Julius-Klinkhardt-Preis / Preisverleihung 2011

Julius-Klinkhardt-Preis 2011

Preisträgerin: Frau Dr. Kerstin te Heesen

Den Julius-Klinkhardt-Preis 2011 erhielt Frau Dr. Kerstin te Heesen für ihre 2009 an der Ruhr-Universität Bochum angenommene Dissertation mit dem Titel "Das illustrierte Flugblatt als Wissensmedium der frühen Neuzeit".

Die Laudatio hat folgenden Wortlaut:

Frau Dr. te Heesen beschäftigt sich in ihrer Dissertation mit illustrierten Flugblättern der Frühen Neuzeit und fragt nach deren didaktischem Gehalt. Sie selbst ordnet ihre Arbeit ein in die Geschichte der Vermittlungsintentionen von Wissen und Orientierungen an Erwachsene, die lange vor der Etablierung einschlägiger Institutionen der Erwachsenenbildung begann. Sie zeigt zunächst eindrucksvoll, welche revolutionären Veränderungen sich in der Frühen Neuzeit bezüglich Wissensvermittlung und -aneignung vollzogen und arbeitet die Bedeutung des Buchdrucks als Basis für eine zunehmend medial gestützte Vermittlung von Wissen heraus. Plastisch charakterisiert sie anschließend das illustrierte Flugblatt mit seinen je spezifischen Ausprägungen des Zusammenspiels von Bild und Text und nimmt für ihre nachfolgenden detaillierten Interpretationen von - aus Flugblattsammlungen ausgewählten - 12 illustrierten Flugblättern eine Kategorisierung dieser in Blätter zur moralischen Unterweisung, zur Vermittlung von alltäglichem und wissenschaftlichem Wissen, zur christlichen Erbauung und Belehrung sowie zur Unterhaltung vor.

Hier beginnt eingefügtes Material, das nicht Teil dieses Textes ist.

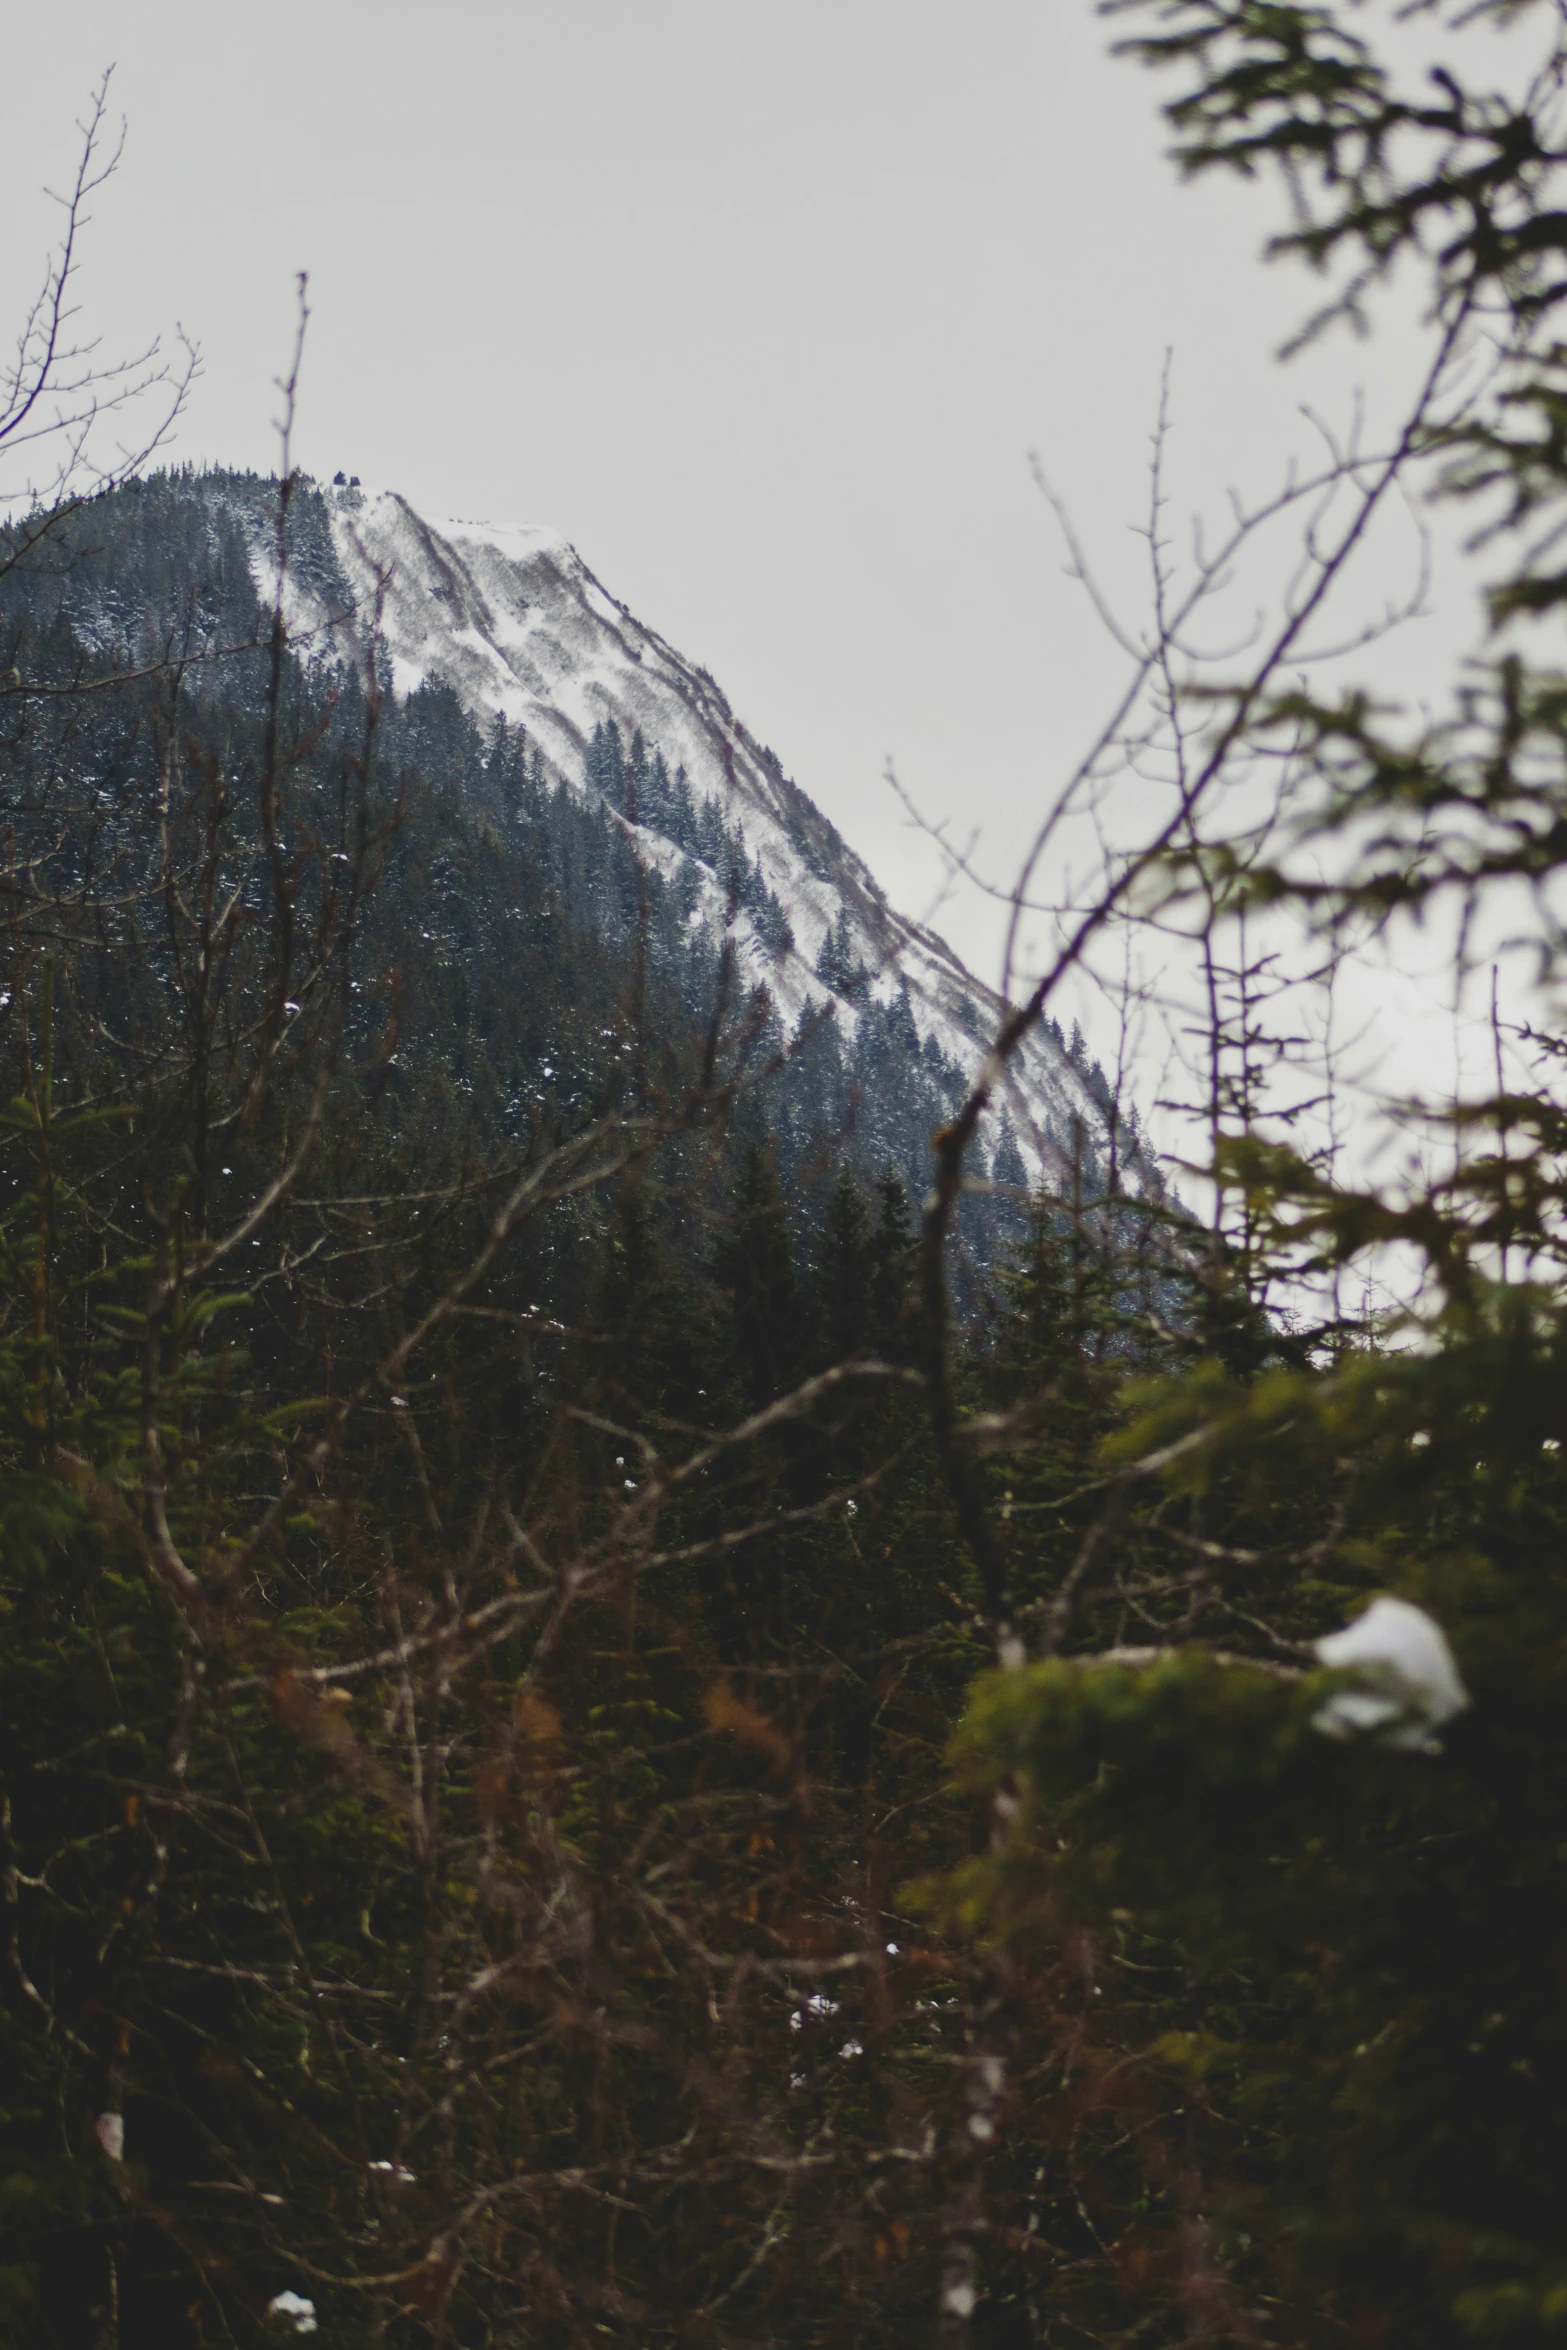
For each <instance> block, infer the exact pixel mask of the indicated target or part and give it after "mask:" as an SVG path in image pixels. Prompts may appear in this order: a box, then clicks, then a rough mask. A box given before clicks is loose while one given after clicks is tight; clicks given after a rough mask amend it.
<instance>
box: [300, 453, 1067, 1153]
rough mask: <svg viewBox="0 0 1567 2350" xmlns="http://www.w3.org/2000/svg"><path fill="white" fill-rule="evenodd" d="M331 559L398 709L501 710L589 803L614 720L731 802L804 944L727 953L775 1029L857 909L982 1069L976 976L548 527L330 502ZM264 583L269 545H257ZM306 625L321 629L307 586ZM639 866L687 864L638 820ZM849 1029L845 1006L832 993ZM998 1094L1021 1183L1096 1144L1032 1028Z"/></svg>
mask: <svg viewBox="0 0 1567 2350" xmlns="http://www.w3.org/2000/svg"><path fill="white" fill-rule="evenodd" d="M327 501H329V512H331V529H334V541H336V552H338V562H341V569H343V576H345V583H348V588H350V595H352V599H355V611H357V616H359V618H362V620H364V618H369V616H371V613H374V611H376V609H378V611H381V635H383V642H385V649H388V653H390V674H392V686H395V691H397V693H399V696H406V693H413V691H416V689H418V686H421V684H425V682H439V684H444V686H449V689H451V691H456V693H458V698H460V700H463V703H465V705H468V710H470V712H472V714H475V719H479V721H484V719H491V717H496V714H503V717H505V719H507V724H512V726H524V729H526V733H529V738H531V743H533V745H536V747H538V750H540V752H543V759H545V766H547V768H550V771H552V773H554V778H557V780H566V783H569V785H571V787H573V790H583V787H585V785H583V766H585V757H587V747H590V743H592V736H594V729H597V726H599V724H601V721H608V719H613V721H616V724H618V726H620V733H623V738H627V740H630V736H632V733H634V731H641V736H644V740H646V745H648V752H653V750H658V752H663V757H665V764H667V768H670V773H674V771H677V768H681V766H684V768H686V778H688V783H691V790H693V794H695V797H698V799H702V797H707V799H712V797H717V799H721V801H724V811H726V818H728V825H731V827H733V825H740V827H742V830H745V844H747V848H749V853H752V858H759V860H761V867H764V874H766V881H768V888H771V891H773V895H775V898H778V900H780V905H782V907H785V912H787V914H789V924H792V931H794V940H796V947H794V952H792V954H785V956H782V959H775V956H771V954H768V952H766V947H764V942H761V938H759V935H756V933H754V928H752V921H749V917H747V914H740V917H735V919H733V938H735V947H738V952H740V956H742V961H745V966H747V968H749V975H752V978H754V980H766V985H768V989H771V994H773V1001H775V1003H778V1011H780V1018H785V1020H787V1022H789V1025H794V1022H796V1020H799V1018H801V1013H803V1011H806V1006H808V1003H818V1006H820V1003H825V999H827V996H829V989H827V987H825V982H822V980H820V978H818V971H815V964H818V956H820V949H822V940H825V938H827V933H829V931H832V928H834V926H836V921H839V909H841V907H848V919H850V931H853V945H855V956H858V959H860V964H862V968H867V971H869V973H872V989H874V994H876V996H881V999H883V1001H886V999H890V996H893V994H895V992H897V985H900V982H907V987H909V1003H912V1011H914V1022H916V1027H919V1034H921V1041H923V1039H928V1036H935V1039H937V1043H940V1048H942V1053H944V1055H947V1060H951V1062H956V1067H959V1069H963V1072H966V1074H973V1072H975V1069H977V1067H980V1058H982V1053H984V1046H987V1043H989V1039H991V1036H994V1032H996V1022H998V1015H1001V1006H998V999H996V996H994V994H991V989H989V987H984V985H982V982H980V980H975V978H973V973H968V971H966V968H963V964H961V961H959V959H956V954H954V952H951V947H949V945H947V942H944V940H942V938H937V935H935V933H933V931H928V928H923V926H919V924H912V921H907V919H904V917H902V914H897V912H895V909H893V907H890V905H888V900H886V898H883V893H881V888H879V886H876V881H874V877H872V874H869V870H867V867H865V862H862V860H860V858H858V855H855V853H853V851H850V848H848V844H846V841H843V839H841V837H839V832H836V830H834V827H832V825H829V823H827V818H825V815H822V813H820V811H818V808H815V806H813V804H811V801H808V799H806V794H803V792H799V790H796V787H794V785H789V783H787V780H785V778H782V773H780V771H778V764H775V761H773V759H771V757H766V754H764V750H761V745H759V743H754V740H752V736H749V733H747V731H745V726H742V724H740V719H738V717H735V714H733V710H731V707H728V703H726V698H724V693H721V691H719V689H717V684H714V682H712V677H707V672H705V670H698V667H695V665H693V663H688V660H684V658H681V656H679V653H677V651H674V649H672V646H670V644H665V639H663V637H658V635H655V632H653V630H651V627H646V625H644V623H641V620H637V618H634V616H632V613H630V611H627V609H625V604H620V602H618V599H616V597H613V595H608V590H606V588H604V585H601V580H597V578H594V573H592V571H590V569H587V564H585V562H583V557H580V555H578V552H576V548H573V545H571V543H569V541H566V538H564V536H561V533H559V531H552V529H543V526H531V524H496V522H428V519H423V517H421V515H416V512H413V508H411V505H409V503H406V501H404V498H399V496H397V494H395V491H357V489H350V491H327ZM256 569H258V583H261V585H263V592H270V588H265V583H263V550H256ZM294 602H298V606H301V609H298V611H294V609H291V611H289V618H291V623H296V625H305V627H310V625H320V618H322V616H320V611H312V609H308V606H310V599H308V597H305V595H303V592H301V595H298V597H291V606H294ZM630 830H632V832H634V837H637V846H639V853H641V855H646V858H648V862H651V865H658V867H660V870H665V872H672V870H674V867H677V865H679V862H681V858H684V851H681V848H677V844H672V841H667V839H663V837H660V834H655V832H648V830H646V827H641V825H637V827H630ZM698 872H700V874H702V877H705V879H702V886H700V900H698V905H700V914H702V919H705V921H707V924H712V926H714V928H719V931H721V928H724V926H726V924H728V921H731V909H728V900H726V891H724V888H721V886H719V879H717V877H709V874H707V870H705V867H698ZM839 1020H841V1025H843V1032H848V1029H853V1025H855V1008H853V1003H848V1001H843V999H839ZM1001 1095H1003V1100H1006V1107H1008V1112H1010V1119H1013V1130H1015V1135H1017V1142H1020V1149H1022V1154H1024V1161H1027V1163H1029V1173H1031V1175H1038V1173H1043V1170H1045V1168H1048V1166H1050V1161H1052V1159H1055V1152H1052V1149H1050V1144H1048V1140H1045V1128H1048V1126H1050V1128H1052V1133H1055V1137H1057V1140H1060V1142H1064V1140H1067V1135H1069V1133H1071V1123H1074V1119H1081V1121H1085V1126H1088V1130H1090V1135H1095V1133H1099V1130H1102V1123H1104V1121H1102V1114H1099V1109H1097V1107H1095V1102H1092V1097H1090V1095H1088V1088H1085V1083H1083V1079H1081V1074H1078V1072H1076V1069H1074V1067H1071V1065H1069V1062H1067V1058H1064V1053H1062V1050H1060V1046H1057V1043H1055V1039H1052V1036H1050V1034H1048V1032H1043V1029H1036V1032H1034V1034H1031V1036H1029V1039H1027V1043H1024V1048H1022V1053H1020V1055H1017V1060H1015V1062H1013V1069H1010V1072H1008V1079H1006V1081H1003V1088H1001Z"/></svg>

Allen diesen Arten von Flugblättern - auch den "unterhaltenden", die immer zugleich etwas beibringen wollen - ist eine didaktische Dimension zu Eigen. Ausführlich geht Frau te Heesen auf ihre Methode der Flugblattinterpretation ein, wobei neben der Text- die Bildanalyse eine besondere Herausforderung darstellt. Überzeugend legt sie dar, warum und wie sie sich hierbei an der von Ralf Bohnsack entwickelten "dokumentarischen Methode" orientiert. Die anschließende exemplarische Flugblattanalyse zeugt davon, dass die Preisträgerin nicht nur über breites methodologisches Wissen, sondern auch über hervorragendes methodisches Können verfügt, durch das die illustrierten Flugblätter in ihrer inhaltlichen, graphischen und didaktischen Dimension dem Leser/der Leserin sehr plastisch vor Augen gestellt und Wissensbestände, Denkweisen, Wertorientierungen der Frühen Neuzeit vorstellbar werden - sehr eindrücklich beispielsweise interpretiert das Verständnis des Geschlechterverhältnisses.

Zusammenfassend sind es mindestens vier Aspekte, die die Arbeit von Frau Dr. te Heesen preiswürdig machen: Zum einen die Entdeckung und Fruchtbarmachung des - bisher als erziehungswissenschaftliche Quelle vollständig vernachlässigten - Genres "Illustriertes Flugblatt" für die historische Bildungsforschung; damit verbunden zum zweiten die Herausarbeitung der bildungshistorischen Bedeutsamkeit der frühen Neuzeit durch neue Formen der Vermittlung und Aneignung; zum dritten die historische Fundierung aktueller Diskussionen in der Erwachsenenbildung über informelles, selbstgesteuertes Lernen und damit die Bestätigung der Unverzichtbarkeit historischer Fragestellungen in den Teildisziplinen der Erziehungswissenschaft, wenn man nicht Neuigkeitsmythen erliegen will und zum vierten schließlich die hervorragenden text- und vor allem auch bildhermeneutischen, ikonographischen und ikonologischen Interpretationen der herangezogenen Quellen.